Mathews: The great California school squeeze

California is caught in a school funding paradox: Even though our schools have never had higher per-pupil spending, school districts face financial peril.|

Call it the great California school squeeze.

The state is caught in a school funding paradox: Even though our schools have never had higher per-pupil spending, school districts face financial peril.

Why? Because of The Squeeze, a torture machine with three ratchets.

First, escalating obligations for retirement benefits grow so fast (more than 100 percent this decade in many districts) that they gobble up the rising funding, leaving little for today's students and teachers.

Second, with birth rates low and immigration stagnant, the number of students is flat or declining in many districts. Since school funding is granted on a per-student basis, fewer students can mean less funding, even at the higher rates.

Third, the state has adopted new spending formulas and measures that push schools to tackle difficult social challenges, including poverty and inequality.

The Squeeze, in essence, requires schools to produce millions more educated California adults out of a smaller student population, even as retirees grab a larger share of available funds.

That might be impossible, but it's also essential if California is to reverse its education decline.

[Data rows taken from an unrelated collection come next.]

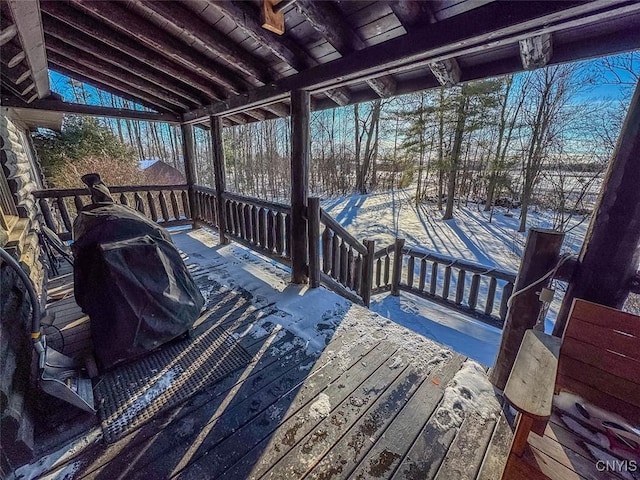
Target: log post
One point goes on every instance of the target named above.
(217, 152)
(313, 218)
(188, 154)
(367, 272)
(541, 254)
(397, 267)
(300, 153)
(610, 253)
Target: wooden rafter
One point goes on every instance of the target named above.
(107, 83)
(207, 37)
(127, 22)
(59, 33)
(28, 21)
(74, 23)
(93, 110)
(327, 21)
(501, 23)
(536, 52)
(91, 63)
(287, 50)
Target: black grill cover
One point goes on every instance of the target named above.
(131, 281)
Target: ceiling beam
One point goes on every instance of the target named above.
(107, 83)
(246, 18)
(95, 64)
(91, 110)
(535, 52)
(7, 34)
(94, 29)
(333, 27)
(447, 72)
(127, 22)
(208, 38)
(28, 21)
(57, 33)
(492, 25)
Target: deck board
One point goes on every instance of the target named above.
(362, 407)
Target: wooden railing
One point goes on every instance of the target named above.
(468, 287)
(337, 258)
(262, 226)
(168, 205)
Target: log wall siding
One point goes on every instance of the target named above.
(22, 178)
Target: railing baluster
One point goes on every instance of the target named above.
(473, 291)
(326, 250)
(410, 267)
(423, 274)
(434, 278)
(64, 213)
(78, 203)
(163, 206)
(335, 264)
(460, 286)
(152, 207)
(137, 199)
(174, 205)
(185, 205)
(506, 294)
(447, 282)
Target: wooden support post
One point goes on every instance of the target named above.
(300, 153)
(541, 254)
(313, 218)
(217, 152)
(188, 154)
(397, 267)
(367, 272)
(611, 250)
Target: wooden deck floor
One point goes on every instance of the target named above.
(369, 405)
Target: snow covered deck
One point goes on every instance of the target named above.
(333, 390)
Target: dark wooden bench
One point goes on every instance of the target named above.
(598, 359)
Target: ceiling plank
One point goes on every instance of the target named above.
(108, 83)
(79, 40)
(331, 24)
(535, 52)
(127, 22)
(207, 37)
(92, 110)
(95, 64)
(489, 26)
(108, 36)
(246, 18)
(8, 33)
(28, 21)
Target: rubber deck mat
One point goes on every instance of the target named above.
(132, 394)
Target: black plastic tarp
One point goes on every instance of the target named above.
(131, 281)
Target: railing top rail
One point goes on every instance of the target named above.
(340, 230)
(72, 192)
(203, 189)
(459, 263)
(281, 207)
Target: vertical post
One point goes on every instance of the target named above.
(217, 152)
(313, 218)
(367, 272)
(300, 153)
(397, 267)
(541, 254)
(611, 250)
(188, 154)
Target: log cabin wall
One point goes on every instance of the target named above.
(20, 175)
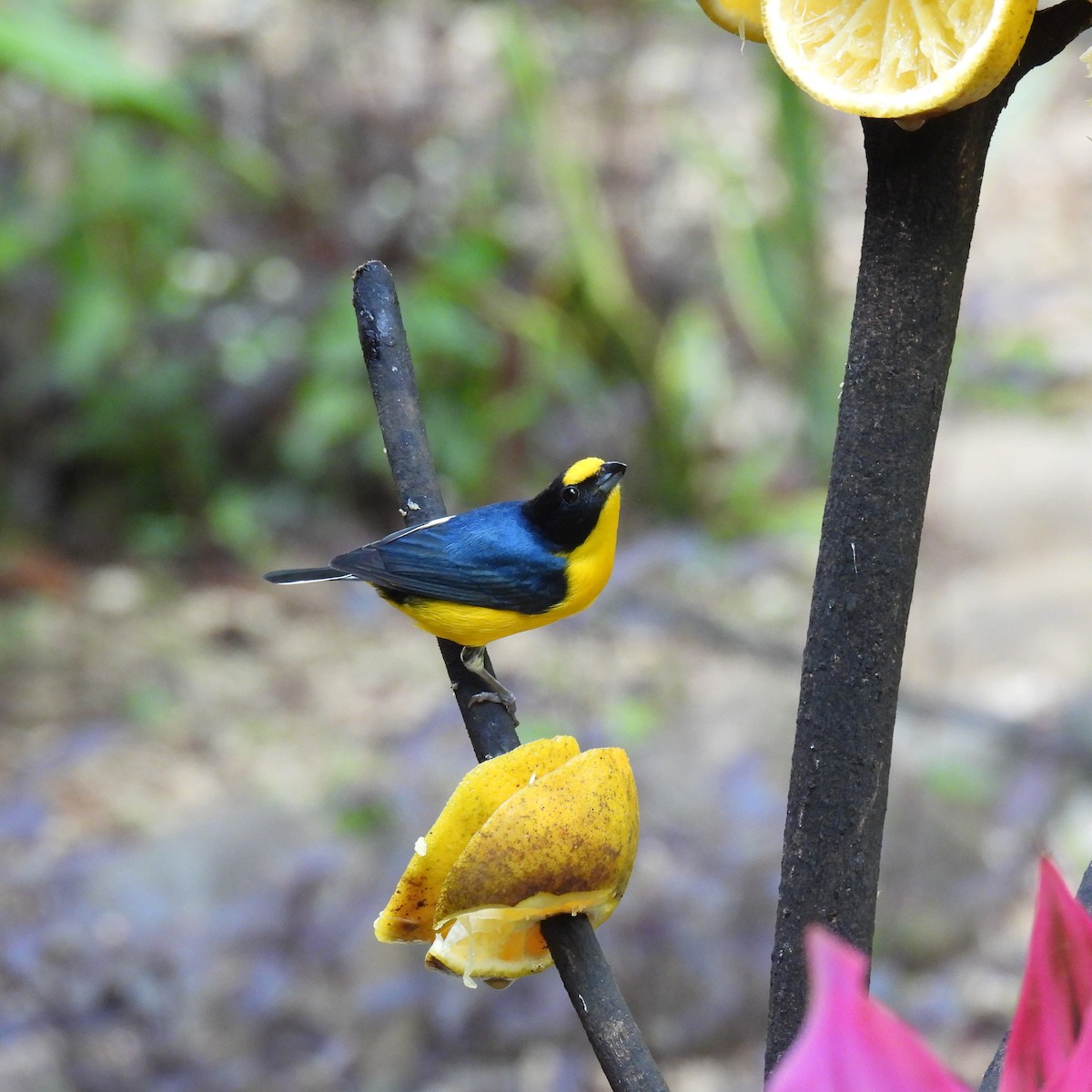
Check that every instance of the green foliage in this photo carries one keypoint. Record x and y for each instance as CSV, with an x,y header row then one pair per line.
x,y
170,396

In 1970, according to a Chapman University report, Californians were better educated than the average American; the state had a higher percentage of adults with college degrees — and a lower proportion of adults with less than a high school education — than the nation as a whole. By 2012, California had the second highest percentage of adults with less than a high school education in the country (and had fallen in the percentage of adults with college degrees).

Reversing such trends requires massive new investment. But under The Squeeze, school districts are freezing budgets, laying off teachers, limiting instructional hours (my youngest son just started half-day kindergarten) and, in districts from Oakland to Pasadena, moving to close schools.

Where could new money come from? Not today's kids and teachers, who already are hit hard by The Squeeze. Even if it were legal to claw back pensions from retired teachers, it wouldn't be fair, since teacher pensions are modest, averaging just over $50,000, and teachers aren't eligible for Social Security. (Under the Penis Rule of Pensions, most scandalously large pension payouts — like the $1.27 million secured by L.A.'s new police chief — come in male-dominated professions, like police and fire.)

Unfortunately, there is no way to get the money from those most at fault: previous state and local politicians who made retirement promises without properly funding or disclosing them. Much of The Squeeze on California schools today comes from ramping up school districts' contributions to the state pension funds in order to make up for years of underfunding.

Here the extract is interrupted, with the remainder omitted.